Increasingly sure that she “wanted to do something involving diplomacy and international relations,” Bose secured another internship in Washington last summer, working on nuclear energy policy at the State Department. Even though she hoped to concentrate on weapons and proliferation, Bose was eager “to learn about the processes of government and bureaucracy.”
The internship did not disappoint. Bose worked on bolstering U.S. nuclear energy business in countries around the world seeking nuclear power. “I had not internalized how the State Department on a daily basis uses nuclear energy as a policy thrust,” she says. She also helped develop U.S. nuclear cooperation accords with Argentina and Romania. “I was so excited to see something come out of my advocacy,” she says.
These real-world experiences “sealed the deal” for Bose. “After last summer I knew I wanted to work in nuclear policy, focusing on security,” she says. Today, under the direction of political science Associate Professor Vipin Narang, she is delving into the issue of global noncompliance with nuclear materials — work for which she has been named a presidential fellow at the Center for the Study of the Presidency and Congress.
She hasn’t abandoned energy, though. She serves as president of the MIT Energy Club, devoting considerable time to hosting events as she finishes coursework for her double major. She is applying both to law school, and for a full-time job next year in Washington in policy and/or diplomacy.

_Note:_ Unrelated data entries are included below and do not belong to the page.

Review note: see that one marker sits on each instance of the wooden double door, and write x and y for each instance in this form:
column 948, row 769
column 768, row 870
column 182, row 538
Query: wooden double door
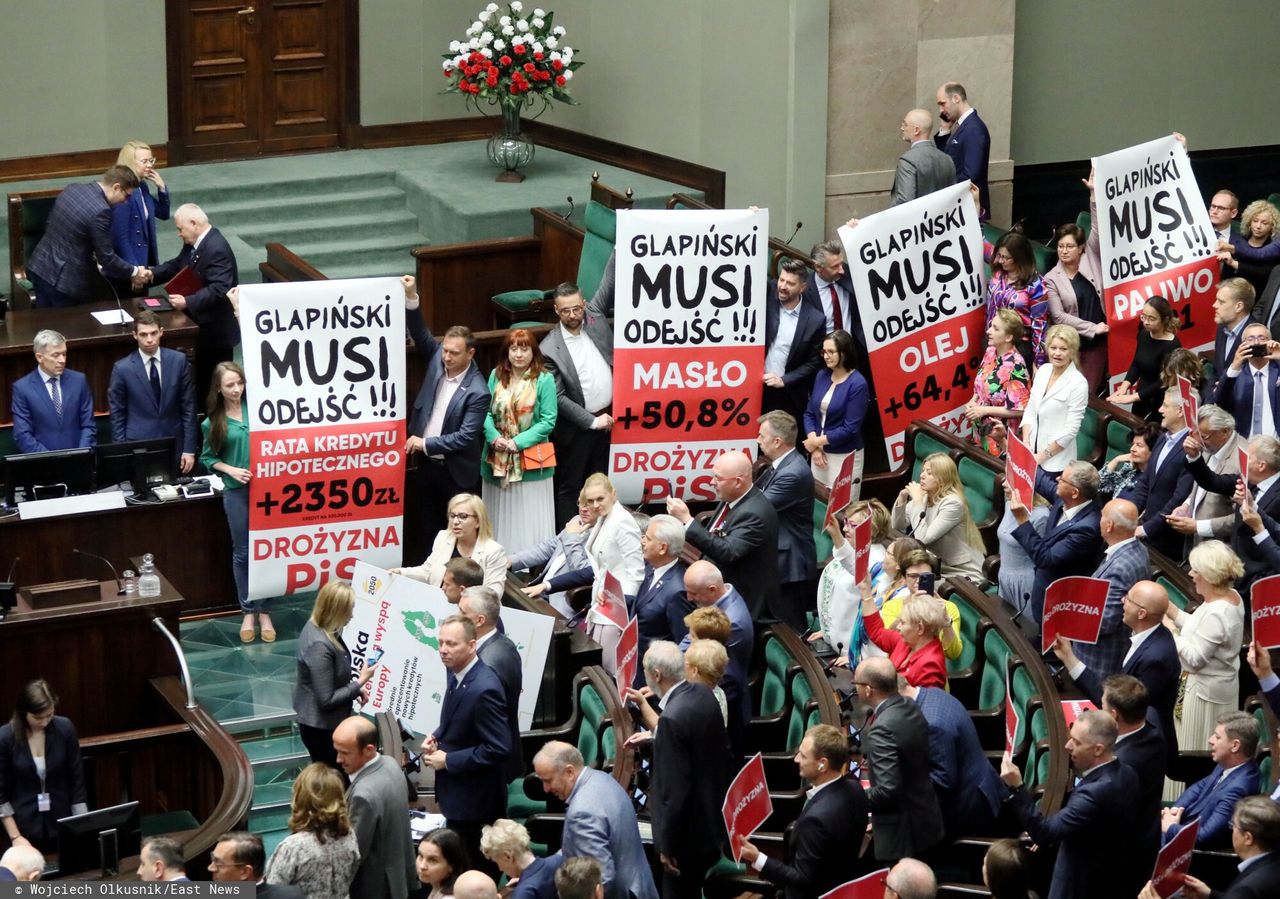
column 260, row 77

In a world challenged by nationalism and conflict, Bose retains a sense of optimism and commitment to a larger goal — a safer world. “It’s simple for me to believe in the power of cooperation and trust, especially after working alongside Russian students all year,” she says. “I learned that both sides deeply value nuclear security, and neither side wants a much more dangerous world where no one wins,” she says.